İleri yaştaki erkeklerin en çok risk altında olan grup olduğunu belirten Medical Park İzmir Hastanesi Üroloji Kliniği’nden Doç. Dr. Hakan Öztürk, “Mesane kanseri sonucu mesanesi alınan hastalar kendi ince bağırsağından yapılan yeni bir yapay mesane ile sosyal hayatlarına aynı şekilde devam edebilir” dedi.
Mesane kanserini mesaneyi oluşturan hücrelerin kontrolsüz şekilde çoğalması olarak tanımlayan Öztürk, “Hastalığın neredeyse yarısından sigara sorumludur. Onun dışında boya ürünleri gibi endüstriyel kimyasallara maruz kalma, genetik faktörler, mesanenin doğumsal kusurları, bazı kimyasal tedavi ilaçları ve radyasyon tedavisi ve az sıvı alımı mesane kanseri için başlıca risk faktörleridir.” dedi.
Mesane kanserinin her yaşta ortaya çıkabileceğini belirten Öztürk, “Hastaların yüzde 90’ı 55 yaşın üzerindedir ve ortalama tanı yaşı 73’tür.
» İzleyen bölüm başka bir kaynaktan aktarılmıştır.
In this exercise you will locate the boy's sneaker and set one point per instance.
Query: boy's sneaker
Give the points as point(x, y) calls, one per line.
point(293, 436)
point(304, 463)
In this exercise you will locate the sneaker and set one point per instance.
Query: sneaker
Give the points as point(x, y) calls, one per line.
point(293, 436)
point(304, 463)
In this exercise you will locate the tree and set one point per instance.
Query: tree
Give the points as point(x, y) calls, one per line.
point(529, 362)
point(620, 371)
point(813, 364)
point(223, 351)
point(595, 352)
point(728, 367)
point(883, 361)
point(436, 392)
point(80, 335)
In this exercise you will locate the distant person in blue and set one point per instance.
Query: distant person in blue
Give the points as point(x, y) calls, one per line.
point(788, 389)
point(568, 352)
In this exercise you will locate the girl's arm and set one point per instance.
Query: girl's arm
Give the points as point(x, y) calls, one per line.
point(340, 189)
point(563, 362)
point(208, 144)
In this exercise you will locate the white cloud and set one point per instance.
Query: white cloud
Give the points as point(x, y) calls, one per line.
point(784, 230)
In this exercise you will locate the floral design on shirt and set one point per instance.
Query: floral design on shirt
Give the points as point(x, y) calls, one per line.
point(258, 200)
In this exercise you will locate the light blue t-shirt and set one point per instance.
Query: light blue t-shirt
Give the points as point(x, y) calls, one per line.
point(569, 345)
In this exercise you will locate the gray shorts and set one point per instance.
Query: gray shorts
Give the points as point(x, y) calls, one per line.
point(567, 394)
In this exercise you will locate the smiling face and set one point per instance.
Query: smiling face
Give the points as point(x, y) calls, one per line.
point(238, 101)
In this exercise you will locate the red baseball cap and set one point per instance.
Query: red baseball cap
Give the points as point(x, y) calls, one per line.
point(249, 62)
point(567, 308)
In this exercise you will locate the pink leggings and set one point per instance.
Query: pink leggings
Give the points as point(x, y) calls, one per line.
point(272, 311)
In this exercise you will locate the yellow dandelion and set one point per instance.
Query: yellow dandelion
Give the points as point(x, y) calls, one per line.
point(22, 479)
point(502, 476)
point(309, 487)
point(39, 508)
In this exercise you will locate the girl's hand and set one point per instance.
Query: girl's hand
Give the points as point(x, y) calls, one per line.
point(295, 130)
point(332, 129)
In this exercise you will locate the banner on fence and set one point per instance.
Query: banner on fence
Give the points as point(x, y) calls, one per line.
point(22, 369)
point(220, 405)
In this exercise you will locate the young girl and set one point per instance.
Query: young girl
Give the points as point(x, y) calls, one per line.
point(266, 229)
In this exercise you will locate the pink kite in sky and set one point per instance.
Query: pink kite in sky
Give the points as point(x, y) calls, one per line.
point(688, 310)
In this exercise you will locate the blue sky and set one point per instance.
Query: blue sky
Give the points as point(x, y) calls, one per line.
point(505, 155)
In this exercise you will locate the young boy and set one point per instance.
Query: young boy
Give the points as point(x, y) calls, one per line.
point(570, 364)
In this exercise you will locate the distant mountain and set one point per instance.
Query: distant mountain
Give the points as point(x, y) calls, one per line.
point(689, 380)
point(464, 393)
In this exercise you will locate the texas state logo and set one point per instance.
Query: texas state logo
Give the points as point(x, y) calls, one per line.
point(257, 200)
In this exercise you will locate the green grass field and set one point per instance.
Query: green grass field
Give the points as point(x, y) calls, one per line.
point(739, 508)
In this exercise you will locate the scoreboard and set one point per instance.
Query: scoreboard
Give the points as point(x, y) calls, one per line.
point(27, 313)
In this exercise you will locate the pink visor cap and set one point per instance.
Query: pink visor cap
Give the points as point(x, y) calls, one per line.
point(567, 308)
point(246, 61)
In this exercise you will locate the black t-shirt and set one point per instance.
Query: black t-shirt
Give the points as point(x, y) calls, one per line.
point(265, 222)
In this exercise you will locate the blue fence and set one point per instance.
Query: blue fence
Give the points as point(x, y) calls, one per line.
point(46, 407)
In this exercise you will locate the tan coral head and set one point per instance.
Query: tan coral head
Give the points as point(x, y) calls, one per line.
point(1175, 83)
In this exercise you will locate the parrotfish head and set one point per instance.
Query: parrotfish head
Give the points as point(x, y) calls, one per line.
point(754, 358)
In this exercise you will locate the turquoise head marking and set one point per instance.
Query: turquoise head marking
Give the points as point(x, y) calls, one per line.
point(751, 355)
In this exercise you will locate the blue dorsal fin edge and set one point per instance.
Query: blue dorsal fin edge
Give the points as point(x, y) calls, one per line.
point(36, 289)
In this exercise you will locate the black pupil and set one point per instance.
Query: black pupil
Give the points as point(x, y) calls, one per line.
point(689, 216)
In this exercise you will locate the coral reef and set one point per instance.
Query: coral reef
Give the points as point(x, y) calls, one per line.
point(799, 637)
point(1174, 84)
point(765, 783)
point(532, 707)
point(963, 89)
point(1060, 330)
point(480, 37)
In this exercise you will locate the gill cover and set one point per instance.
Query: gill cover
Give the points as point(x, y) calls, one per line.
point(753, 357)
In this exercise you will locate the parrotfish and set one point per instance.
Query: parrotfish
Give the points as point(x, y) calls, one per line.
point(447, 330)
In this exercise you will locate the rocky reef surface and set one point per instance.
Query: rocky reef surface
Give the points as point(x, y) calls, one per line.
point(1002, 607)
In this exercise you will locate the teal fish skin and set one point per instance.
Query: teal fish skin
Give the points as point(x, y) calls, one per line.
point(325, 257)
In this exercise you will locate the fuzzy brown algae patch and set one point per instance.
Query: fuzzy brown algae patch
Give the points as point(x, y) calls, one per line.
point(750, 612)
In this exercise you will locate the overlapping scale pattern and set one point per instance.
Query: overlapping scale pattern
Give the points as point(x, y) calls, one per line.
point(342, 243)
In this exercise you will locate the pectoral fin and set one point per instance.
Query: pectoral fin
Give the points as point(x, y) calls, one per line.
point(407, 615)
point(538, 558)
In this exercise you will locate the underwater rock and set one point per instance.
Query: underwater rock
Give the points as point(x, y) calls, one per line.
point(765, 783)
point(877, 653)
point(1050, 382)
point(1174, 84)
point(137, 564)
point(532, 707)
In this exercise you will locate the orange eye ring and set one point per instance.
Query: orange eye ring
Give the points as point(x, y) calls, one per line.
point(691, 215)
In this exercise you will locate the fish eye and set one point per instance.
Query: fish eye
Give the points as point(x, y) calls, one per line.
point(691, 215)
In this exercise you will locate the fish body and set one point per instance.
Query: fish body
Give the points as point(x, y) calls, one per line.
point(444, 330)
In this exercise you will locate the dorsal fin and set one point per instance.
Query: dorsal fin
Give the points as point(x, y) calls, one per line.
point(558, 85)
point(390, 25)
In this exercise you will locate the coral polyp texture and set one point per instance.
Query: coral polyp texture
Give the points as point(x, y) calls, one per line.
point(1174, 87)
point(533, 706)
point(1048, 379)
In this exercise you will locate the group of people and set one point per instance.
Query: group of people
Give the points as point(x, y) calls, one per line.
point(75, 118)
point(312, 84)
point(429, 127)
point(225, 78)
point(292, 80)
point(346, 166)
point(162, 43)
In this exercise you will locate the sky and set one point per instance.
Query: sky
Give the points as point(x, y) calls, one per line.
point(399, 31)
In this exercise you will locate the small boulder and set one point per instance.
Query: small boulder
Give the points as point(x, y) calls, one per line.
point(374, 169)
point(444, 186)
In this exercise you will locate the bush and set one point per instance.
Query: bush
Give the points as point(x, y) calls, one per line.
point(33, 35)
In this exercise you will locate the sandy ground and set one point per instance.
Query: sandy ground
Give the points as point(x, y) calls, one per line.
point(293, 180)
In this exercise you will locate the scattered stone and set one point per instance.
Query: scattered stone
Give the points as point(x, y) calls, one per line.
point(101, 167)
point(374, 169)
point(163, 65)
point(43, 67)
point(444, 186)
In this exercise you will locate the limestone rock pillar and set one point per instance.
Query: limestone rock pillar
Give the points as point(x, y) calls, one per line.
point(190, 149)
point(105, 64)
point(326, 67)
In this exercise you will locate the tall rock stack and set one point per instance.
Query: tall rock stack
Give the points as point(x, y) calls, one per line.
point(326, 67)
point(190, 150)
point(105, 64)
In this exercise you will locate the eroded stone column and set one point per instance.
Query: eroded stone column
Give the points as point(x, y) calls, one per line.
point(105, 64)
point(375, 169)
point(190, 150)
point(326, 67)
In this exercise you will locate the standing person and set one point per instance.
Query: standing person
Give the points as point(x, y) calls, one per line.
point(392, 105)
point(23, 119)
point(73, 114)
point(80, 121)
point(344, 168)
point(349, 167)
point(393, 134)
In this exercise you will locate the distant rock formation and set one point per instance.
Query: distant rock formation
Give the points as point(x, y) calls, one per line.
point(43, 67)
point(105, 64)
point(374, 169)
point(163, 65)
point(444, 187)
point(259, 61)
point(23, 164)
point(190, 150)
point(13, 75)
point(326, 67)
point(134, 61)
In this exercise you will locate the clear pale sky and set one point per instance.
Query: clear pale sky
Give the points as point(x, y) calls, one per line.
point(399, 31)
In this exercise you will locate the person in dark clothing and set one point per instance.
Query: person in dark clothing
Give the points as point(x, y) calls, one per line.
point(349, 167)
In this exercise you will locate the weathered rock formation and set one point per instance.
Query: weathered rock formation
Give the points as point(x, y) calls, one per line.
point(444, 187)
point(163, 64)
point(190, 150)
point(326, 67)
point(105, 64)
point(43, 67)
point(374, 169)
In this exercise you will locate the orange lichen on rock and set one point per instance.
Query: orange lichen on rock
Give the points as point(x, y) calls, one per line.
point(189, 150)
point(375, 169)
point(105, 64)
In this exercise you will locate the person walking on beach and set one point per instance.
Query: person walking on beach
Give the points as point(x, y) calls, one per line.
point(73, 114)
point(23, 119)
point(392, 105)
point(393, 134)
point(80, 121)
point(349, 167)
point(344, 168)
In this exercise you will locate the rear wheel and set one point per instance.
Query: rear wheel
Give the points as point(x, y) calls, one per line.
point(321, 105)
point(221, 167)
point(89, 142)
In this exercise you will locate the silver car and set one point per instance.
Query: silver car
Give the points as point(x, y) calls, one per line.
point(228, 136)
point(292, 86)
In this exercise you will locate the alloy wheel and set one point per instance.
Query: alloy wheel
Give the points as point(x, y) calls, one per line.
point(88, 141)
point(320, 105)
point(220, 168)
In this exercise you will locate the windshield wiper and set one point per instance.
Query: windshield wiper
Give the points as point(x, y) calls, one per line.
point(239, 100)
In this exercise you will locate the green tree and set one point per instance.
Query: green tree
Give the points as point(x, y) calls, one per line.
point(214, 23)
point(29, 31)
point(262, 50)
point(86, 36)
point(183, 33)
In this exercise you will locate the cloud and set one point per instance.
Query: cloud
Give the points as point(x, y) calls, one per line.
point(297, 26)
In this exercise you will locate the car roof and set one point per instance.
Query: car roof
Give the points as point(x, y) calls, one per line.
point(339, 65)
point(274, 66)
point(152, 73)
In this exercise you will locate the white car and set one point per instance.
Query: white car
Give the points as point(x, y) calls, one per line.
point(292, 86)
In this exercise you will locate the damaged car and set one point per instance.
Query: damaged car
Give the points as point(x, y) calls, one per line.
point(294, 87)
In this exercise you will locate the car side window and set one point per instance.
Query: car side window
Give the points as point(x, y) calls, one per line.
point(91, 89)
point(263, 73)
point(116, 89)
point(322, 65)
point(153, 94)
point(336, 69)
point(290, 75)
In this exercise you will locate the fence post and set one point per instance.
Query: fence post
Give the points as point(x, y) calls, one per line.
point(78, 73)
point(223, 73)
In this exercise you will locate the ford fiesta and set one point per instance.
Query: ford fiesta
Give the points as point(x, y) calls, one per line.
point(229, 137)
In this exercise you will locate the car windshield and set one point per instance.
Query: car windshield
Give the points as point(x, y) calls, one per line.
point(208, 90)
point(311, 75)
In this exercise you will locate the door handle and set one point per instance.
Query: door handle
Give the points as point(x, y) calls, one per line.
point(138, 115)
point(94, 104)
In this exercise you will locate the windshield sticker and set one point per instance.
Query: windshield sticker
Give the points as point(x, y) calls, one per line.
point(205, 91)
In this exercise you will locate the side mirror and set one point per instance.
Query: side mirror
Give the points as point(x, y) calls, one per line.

Böbrekler tarafından süzülen zararlı kimyasallar vücudu terk etmeden önce mesanede birikir. Bu birikim sayesinde zararlı kimyasallara uzun süre maruz kalır. Bu kimyasallar, yaş faktörü ve sigara ile mesane kanseri gelişimine katkıda bulunabilecek genetik değişikleri tetikler veya sürdürmesini kolaylaştırır.” dedi.
Bol sıvı tüketin
Sigaradan kesinlikle uzak durulması gerektiğinin altını çizen Öztürk, “Çalışma ortamınızdaki kimyasallara maruz kalmayı önlemek için teması azaltın ve gerekli güvenlik kurallarına uyun. Bol sıvı tüketin. Bol sıvı idrarda bulunan kimyasal kanserojenleri seyreltir. Dengeli bir diyet ile omega-3 ve yağ asitleri bakımından zengin meyve ve sebzeler, fındık ve balıkların yanı sıra yağsız protein tüketin; yağ ve kırmızı eti azaltın. Herhangi bir belirti ortaya çıktığında mutlaka hekiminize bildirin. Mesane kanseri erken evreleri ile geç tanıdaki ileri evreler arasında hayatı tehdit edici ciddi farklar vardır.” dedi.
Derin tabakaya kadar ulaşmış mesane kanserlerinin mesanenin alımı ile tedavi edildiğini söyleyen Öztürk, “Sistektomi denilen mesanenin alınma ameliyatından sonra yeni mesane ince bağırsaktan yapılarak doğal idrar yollarına bağlanmaktadır. Dolayısı ile hastalar herhangi bir torba ya da aparat kullanmadan normal yaşantısına devam edebilir. Sosyal hayatları kaldığı yerden devam edebilir.” dedi.